In this action in the Supreme Court to recover $1,500 on an agreement by defendant to refund part of a bonus that had been paid him as mortgagee on premises in Sullivan County owned by plaintiff, an order authorizing substituted service of the summons was granted on July 9, 1953.
The order was founded on affidavits sufficiently establishing the residence of defendant in New York to warrant substituted service of the summons-; such service was made; defendant defaulted and judgment was entered by the clerk August 28, 1953.

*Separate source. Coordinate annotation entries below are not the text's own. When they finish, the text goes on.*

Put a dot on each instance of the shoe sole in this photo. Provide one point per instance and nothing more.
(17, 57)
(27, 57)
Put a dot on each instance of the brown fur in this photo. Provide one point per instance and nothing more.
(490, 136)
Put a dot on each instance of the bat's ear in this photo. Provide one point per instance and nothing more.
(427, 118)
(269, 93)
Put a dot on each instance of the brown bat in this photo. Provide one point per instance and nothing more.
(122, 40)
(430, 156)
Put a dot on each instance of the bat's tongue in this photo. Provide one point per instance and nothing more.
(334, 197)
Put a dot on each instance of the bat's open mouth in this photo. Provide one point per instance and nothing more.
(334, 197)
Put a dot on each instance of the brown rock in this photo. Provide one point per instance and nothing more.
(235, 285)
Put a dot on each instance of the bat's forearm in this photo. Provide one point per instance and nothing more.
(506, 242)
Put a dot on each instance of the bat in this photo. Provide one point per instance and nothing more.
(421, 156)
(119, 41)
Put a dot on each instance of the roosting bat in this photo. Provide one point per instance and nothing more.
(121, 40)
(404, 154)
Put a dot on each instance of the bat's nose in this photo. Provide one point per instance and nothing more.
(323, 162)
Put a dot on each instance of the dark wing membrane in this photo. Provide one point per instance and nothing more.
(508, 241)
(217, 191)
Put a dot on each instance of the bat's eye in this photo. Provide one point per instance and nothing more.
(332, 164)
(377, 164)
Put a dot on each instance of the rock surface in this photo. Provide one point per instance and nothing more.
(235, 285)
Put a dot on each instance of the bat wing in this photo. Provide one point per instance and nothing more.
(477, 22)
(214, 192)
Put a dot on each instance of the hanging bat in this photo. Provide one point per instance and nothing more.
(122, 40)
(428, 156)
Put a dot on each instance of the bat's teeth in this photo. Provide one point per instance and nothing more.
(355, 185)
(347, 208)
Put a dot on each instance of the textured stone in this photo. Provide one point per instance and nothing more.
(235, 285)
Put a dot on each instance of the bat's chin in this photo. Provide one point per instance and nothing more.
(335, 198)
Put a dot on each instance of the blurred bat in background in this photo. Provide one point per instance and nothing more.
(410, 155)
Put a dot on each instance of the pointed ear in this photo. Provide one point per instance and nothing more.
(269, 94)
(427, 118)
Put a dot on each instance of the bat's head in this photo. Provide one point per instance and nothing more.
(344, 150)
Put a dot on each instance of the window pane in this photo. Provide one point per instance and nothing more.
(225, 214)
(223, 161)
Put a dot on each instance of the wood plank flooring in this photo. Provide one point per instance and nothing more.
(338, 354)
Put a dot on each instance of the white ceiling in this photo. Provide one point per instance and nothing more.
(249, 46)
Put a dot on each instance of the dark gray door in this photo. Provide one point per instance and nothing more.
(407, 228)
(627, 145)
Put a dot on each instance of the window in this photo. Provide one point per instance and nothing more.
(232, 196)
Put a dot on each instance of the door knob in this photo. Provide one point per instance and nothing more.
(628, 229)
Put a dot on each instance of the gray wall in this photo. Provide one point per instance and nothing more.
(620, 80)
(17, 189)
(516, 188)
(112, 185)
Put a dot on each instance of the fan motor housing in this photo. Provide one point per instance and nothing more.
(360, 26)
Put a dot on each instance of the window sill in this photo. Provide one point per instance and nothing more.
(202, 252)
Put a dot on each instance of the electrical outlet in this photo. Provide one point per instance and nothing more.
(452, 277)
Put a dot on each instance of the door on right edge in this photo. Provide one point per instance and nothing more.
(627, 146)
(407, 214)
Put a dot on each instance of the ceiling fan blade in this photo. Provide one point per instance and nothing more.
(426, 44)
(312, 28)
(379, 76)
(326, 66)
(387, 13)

Undisputed evidence is in the record to establish that defendant had personal knowledge of the judgment against him at least within four months after its entry; because on December 29, 1953 defendant’s brother-in-law, a New York lawyer, wrote the attorney for plaintiff that defendant had advised him that demand was being made for payment of the judgment. He requested that a copy of the affidavit of service of the summons be sent him.
Over two and one-half years after the entry of the judgment, on March 15, 1956, plaintiff moved at the New York Special Term for an order directing certain third-party corporations in New York to turn over on account of the judgment assets owned by defendant. The third parties did not appear on this application but defendant appeared by an attorney. The order *446there entered shows that defendant’s opposition to the motion was upon an unrestricted appearance.
The full text of the affidavits before the New York Special Term on that application are not before us, but there is enough here of those affidavits, the accuracy of which is not disputed by defendant, to indicate that the defendant’s appearance in opposition to the application for the third-party order was not confined to the narrow merits of that application, which was merely proceeding supplementary to execution, but went deeper to strike at the underlying question of jurisdiction; the procedure to be followed by the court in addressing itself to the conditions upon which the judgment might be opened; and the merits of the cause of action itself.
Affirmative relief was sought by defendant. The affidavit before us states that defendant asked the court to “ order that a reference ensue for the purpose of determining the validity of the judgment ” and that defendant requested as alternative relief ‘‘ that said judgment be set aside and the matter litigated in a Municipal Court of the City of New York.”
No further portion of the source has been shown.